Intelligent Engineering of Bacterial Genomes

Lead Research Organisation: University of Manchester
Department Name: Chemistry


The ambition of this project is to establish a generic methodology for the intelligent engineering of biological hosts for the production of high-value drugs and chemicals through synthetic biology.
The project combines three research areas pioneered by the supervising team, in a unique interdisciplinary approach: advanced genome editing; predictive computational modelling; and statistical learning strategies. It exploits capabilities in high-throughput robotics, large-scale screening and machine learning available in the participating groups.
Strain optimization is by far the most time-consuming and expensive bottleneck in the pathway to commercialization of any compound produced by engineered microbes. An intelligent integrated approach to designing "pre-fabricated" host strains for the high-level overproduction of industrially relevant chemical classes would make a major contribution to overcoming this bottleneck and accelerating the way to market for a large number of biotechnology applications.
The application case targeted in this project focuses on creating an optimized Escherichia coli host for the efficient production of compounds of interest (e.g., antimicrobials and anticancer agents). The work will include three closely interlinked work packages, which will interact through an iterative design - build - test - learn cycle in several rounds during the lifetime of the project.

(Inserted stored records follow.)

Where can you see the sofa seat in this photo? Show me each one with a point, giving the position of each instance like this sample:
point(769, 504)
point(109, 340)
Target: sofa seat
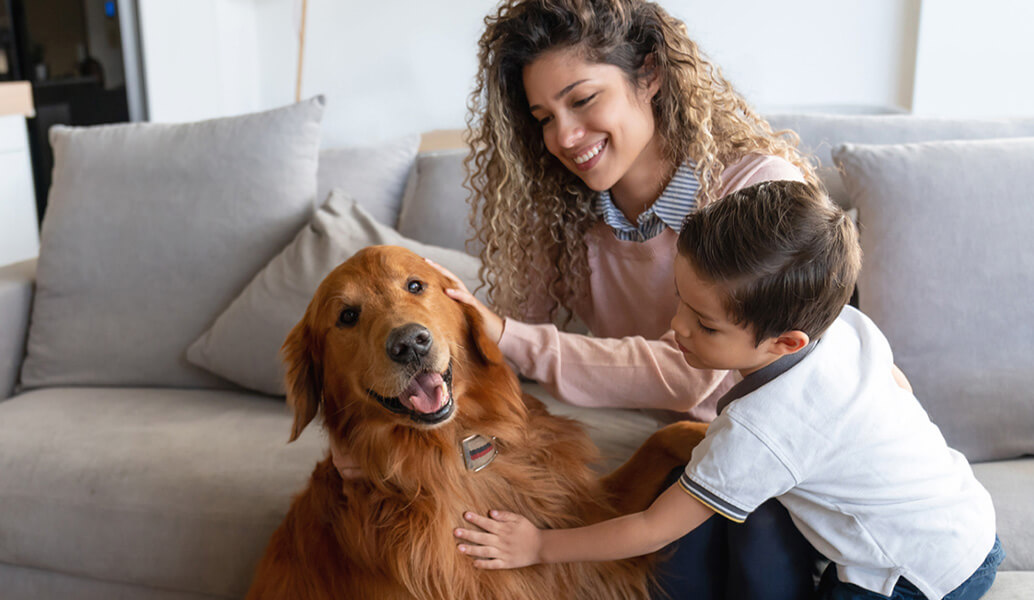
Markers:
point(162, 488)
point(1011, 487)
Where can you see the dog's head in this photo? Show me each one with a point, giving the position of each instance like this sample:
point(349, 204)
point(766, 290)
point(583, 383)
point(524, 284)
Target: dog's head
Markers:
point(381, 339)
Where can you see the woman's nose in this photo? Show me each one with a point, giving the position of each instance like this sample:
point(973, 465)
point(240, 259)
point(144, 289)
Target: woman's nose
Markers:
point(569, 132)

Work package 1: Establish a computational pipeline for the design of strain engineering approaches, combining both the assembly and integration of libraries of biosynthetic pathways towards the compounds of interest and the modelling of E. coli metabolism, incorporating resource allocation constraints and ensemble modelling strategies.
Work package 2: Model-driven disruption using genome editing. This work package will use available high-quality genome-scale models of E. coli metabolism to predict a set of enzyme-coding genes as targets for disruption or overexpression. Engineered strains will be realized in a modular design of experiments, using high-throughput genome editing, and the resulting strain collection will be rapidly phenotyped by metabolomics and targeted analytics in a panel of relevant growth conditions.
Work package 3: Statistical learning to optimize genome editing strategies. We will employ machine learning approaches developed in collaboration with the industrial partner, Cambridge Consultants Ltd., to identify successful editing strategies (taking into account metabolic and regulatory interactions) and guide the next iteration of mutagenesis, strain design and genome editing.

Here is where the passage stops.